I believe I suffer from a severe illness.

I know nothing at all about my disease, and I do not know for certain what ails me. There is, however, a revolting feeling that day and night clings to my stomach and stirs my insides. An ever present sensation of nausea that (no matter how much I squeeze behind my palate, right above the uvula) never escapes my systems as viscous, yellow bile. When eating, it ties a knot around my gorge that doesn't let me swallow, and at times would not let me take but a few gulps of water. It strains my muscles in a clingy, sweaty substance that in days of soreness doesn't allow me to get out of the messy tangle of my bed sheets.

I haven't told anyone about my ailment (never have, never would) even when my current condition is, indeed, starting to worry me. I am extremely suspicious, you see; sufficiently so that I'd rather die slowly at the quivering hands of malady, than recklessly disclose a state of weakness that might very well allow someone to kill me. More suspicious on my part, I refuse to seek my jailors for help out of spite.

That, you probably would not understand. I understand it well enough, thought.

Of course, I can't explain why is it precisely that I am mortifying myself so much out of mere spite. I am perfectly well aware that neither Thor, nor any of his fellow Avengers, would inflict harm upon me, given my current state. I am, all things considered, their prisoner: and it would be unworthy of them to kill a man who, in the strictest sense of law, has surrendered to them. Certainly, it would be unworthy of me. I know better than anyone else that by this unwillingness to ask for help I am only injuring myself. But again, if I don't tell anyone about it, it is out of spite.

 

* * *

 

Sometimes, when Thor takes me out of my cell and frees me from my restrains, my ailment subsides. The heavy presence that overcomes my being (polluting the very air I breathe, clutching at my chest as a crushing feeling of vacuum) whenever I lie alone, unheard and forgotten in the cold, metal floor of my room, vanishes. The steamy air of New York City, compared to the dense scent of my containing rooms, tastes like a summer breeze.

He doesn't take me out to breathe fresh air, thought. No.

He takes me to the Post Office; a discrete Blind Spot in the center of the city that ever since SHIELD's collapse became the Avenger's Official Headquarters. I don't get to stretch my legs and relieve my cramps on the green vastness of an open space - to get lost in the shell of thin, transparent glass of the summer sky, nor in the shifting shades of the sun reflected on a river of flat-waters. I only sit on the worktable of the _Beast's_ laboratory, explaining the workings of ancient artifacts, or correcting gullible formulas. 

For that, I am grateful, as dull as it may sound.

For in these rather hard times (where Thor is the one who brings food and drink to my cell; the one who keeps me company in my hours of boredom and entertains me whenever I feel jaded, and the one who every now and then, when both his guard and mine are down, shows me affection) I feel less like Thor's brother, and more like Thor's pet. The picture of him, above all these things, taking me out for a walk in the park, turns my stomach in an unpleasant way.

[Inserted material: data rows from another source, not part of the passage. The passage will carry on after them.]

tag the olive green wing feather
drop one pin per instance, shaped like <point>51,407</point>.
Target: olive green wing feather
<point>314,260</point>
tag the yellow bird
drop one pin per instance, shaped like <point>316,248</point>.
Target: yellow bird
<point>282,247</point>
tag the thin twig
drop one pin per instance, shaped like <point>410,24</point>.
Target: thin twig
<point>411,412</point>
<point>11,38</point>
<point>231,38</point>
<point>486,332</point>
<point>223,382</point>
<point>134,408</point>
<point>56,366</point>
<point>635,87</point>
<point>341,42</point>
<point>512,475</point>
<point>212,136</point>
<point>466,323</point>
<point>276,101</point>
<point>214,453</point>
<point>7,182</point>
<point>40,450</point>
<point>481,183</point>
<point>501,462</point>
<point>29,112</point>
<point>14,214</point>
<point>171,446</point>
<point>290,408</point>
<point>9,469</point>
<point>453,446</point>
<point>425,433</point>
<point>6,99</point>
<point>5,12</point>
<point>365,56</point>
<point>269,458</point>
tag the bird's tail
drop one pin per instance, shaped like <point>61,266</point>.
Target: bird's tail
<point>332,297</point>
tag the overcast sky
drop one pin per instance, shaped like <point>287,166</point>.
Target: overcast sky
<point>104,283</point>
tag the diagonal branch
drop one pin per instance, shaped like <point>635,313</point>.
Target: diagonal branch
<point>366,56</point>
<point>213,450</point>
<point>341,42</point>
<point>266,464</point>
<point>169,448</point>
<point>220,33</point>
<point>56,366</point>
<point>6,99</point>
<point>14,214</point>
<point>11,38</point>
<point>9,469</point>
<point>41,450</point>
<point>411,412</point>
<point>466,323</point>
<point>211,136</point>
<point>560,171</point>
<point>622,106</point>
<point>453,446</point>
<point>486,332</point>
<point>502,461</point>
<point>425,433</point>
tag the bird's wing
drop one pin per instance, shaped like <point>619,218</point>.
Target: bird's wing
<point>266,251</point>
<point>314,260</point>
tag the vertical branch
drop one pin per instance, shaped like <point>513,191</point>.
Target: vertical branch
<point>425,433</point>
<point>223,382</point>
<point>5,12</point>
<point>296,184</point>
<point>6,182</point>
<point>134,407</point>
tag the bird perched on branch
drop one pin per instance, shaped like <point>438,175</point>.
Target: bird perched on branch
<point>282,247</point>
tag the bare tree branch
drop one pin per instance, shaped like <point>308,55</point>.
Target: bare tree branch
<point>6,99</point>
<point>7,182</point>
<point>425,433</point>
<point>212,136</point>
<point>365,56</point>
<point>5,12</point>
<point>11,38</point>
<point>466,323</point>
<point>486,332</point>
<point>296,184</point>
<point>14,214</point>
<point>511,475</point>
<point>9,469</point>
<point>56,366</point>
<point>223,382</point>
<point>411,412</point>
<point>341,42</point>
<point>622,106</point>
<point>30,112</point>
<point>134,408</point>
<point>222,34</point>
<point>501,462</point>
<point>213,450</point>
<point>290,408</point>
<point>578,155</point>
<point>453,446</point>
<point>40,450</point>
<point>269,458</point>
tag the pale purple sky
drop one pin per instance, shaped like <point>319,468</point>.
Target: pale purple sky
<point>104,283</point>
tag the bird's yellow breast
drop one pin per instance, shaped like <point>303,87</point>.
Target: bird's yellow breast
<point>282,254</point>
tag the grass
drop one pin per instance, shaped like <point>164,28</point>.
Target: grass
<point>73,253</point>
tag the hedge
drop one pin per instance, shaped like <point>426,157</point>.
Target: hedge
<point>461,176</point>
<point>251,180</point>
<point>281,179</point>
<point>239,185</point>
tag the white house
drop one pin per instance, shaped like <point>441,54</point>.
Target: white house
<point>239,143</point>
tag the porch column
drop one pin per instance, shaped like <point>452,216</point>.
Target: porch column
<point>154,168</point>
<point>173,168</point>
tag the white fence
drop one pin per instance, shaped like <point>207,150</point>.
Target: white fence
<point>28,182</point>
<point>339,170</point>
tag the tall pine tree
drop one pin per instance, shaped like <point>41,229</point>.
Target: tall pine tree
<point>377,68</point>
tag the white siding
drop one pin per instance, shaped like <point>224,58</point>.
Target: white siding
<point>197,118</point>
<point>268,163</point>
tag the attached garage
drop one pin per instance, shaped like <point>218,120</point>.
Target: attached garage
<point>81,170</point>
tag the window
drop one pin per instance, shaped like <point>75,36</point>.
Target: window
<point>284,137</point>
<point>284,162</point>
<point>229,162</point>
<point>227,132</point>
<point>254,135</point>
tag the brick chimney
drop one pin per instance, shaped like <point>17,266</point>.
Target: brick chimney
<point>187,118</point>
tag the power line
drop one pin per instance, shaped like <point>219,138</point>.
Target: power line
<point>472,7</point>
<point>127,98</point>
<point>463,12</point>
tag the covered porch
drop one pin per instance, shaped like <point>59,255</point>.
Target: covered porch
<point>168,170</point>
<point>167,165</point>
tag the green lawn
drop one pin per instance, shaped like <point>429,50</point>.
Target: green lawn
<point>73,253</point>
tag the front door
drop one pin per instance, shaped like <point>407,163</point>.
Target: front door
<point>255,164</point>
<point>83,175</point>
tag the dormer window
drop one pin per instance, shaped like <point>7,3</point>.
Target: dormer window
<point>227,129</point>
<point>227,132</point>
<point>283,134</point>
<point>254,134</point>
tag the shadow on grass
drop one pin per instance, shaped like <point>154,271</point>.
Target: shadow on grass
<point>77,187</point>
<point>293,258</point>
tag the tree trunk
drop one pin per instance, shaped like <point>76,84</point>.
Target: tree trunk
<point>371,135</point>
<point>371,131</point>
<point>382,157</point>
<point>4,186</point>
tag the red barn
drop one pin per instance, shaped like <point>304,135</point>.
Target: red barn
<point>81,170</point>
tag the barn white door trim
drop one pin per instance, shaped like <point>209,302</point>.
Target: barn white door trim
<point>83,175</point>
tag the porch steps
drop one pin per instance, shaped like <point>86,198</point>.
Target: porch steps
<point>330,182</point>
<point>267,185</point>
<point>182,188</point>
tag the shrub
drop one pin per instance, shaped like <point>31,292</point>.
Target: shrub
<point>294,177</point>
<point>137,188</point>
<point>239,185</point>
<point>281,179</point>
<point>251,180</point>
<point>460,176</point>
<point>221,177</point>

I have been living like this for a long time now (five years, if I remember correctly); been pulled by the thin strands of a life of servitude. For I  _am_  a servant, even when my owners are afraid to say that particular word aloud. Relatively recently, you see, the Avengers realized that however questionable it was, they had on their hands a valuable source of information that, in such a dry and ignorant realm as this one, could not be dismissed. And as they couldn't just take my head off to loot the wonders contained within, they decided I was more valuable as a consultant than as a dark, forgotten prisoner. The two are not mutually exclusive, although.

I  _am_ a spiteful servant, as you may guess. I am crude, and violent and almost painfully honest, and I take pleasure in being so. I haven't lied to them yet, however, so I am bound to find a recompense for that (or at least, I hope so). When they come for information to the table at which I sit (chained, and always under the attentive gaze of the _Beast),_ I grind my teeth at them, and feel immense enjoyment when I succeed in making any of them unhappy. I normally succeed. For the most part they are all silent creatures, and is in very rare occasions that they answer back. But out of the uppish ones there is one Avenger in particular I cannot endure. 

As proof of the agitated (if not overly dramatic) way our first meeting ended, my relationship with this particular man has evolved into the most bizarre feud in which I have ever participated. For Anthony Stark, as I have discovered, with the passage of time, simply cannot be humble when he finds himself in a meeting of minds (or as he normally prefers to call it, a  _game of bickering_ ).

Contrary to his brothers-in-arms, the Man of Iron doesn't become uneasy in my presence, nor does he hide his resentment towards me behind a plainly blank expression. He just walks into the room with a smile from ear to ear, rambling about nonsense, poking at electronic devices, and ultimately ignoring every single thing that it's not somehow related to himself. Except, of course, in those more than few occasions in which he feels the need of making fun of someone just for the sake of it. Suffice it to say that, since his entire team has developed the natural ability to block his voice when he's not saying something of importance, that  _someone_  is usually me.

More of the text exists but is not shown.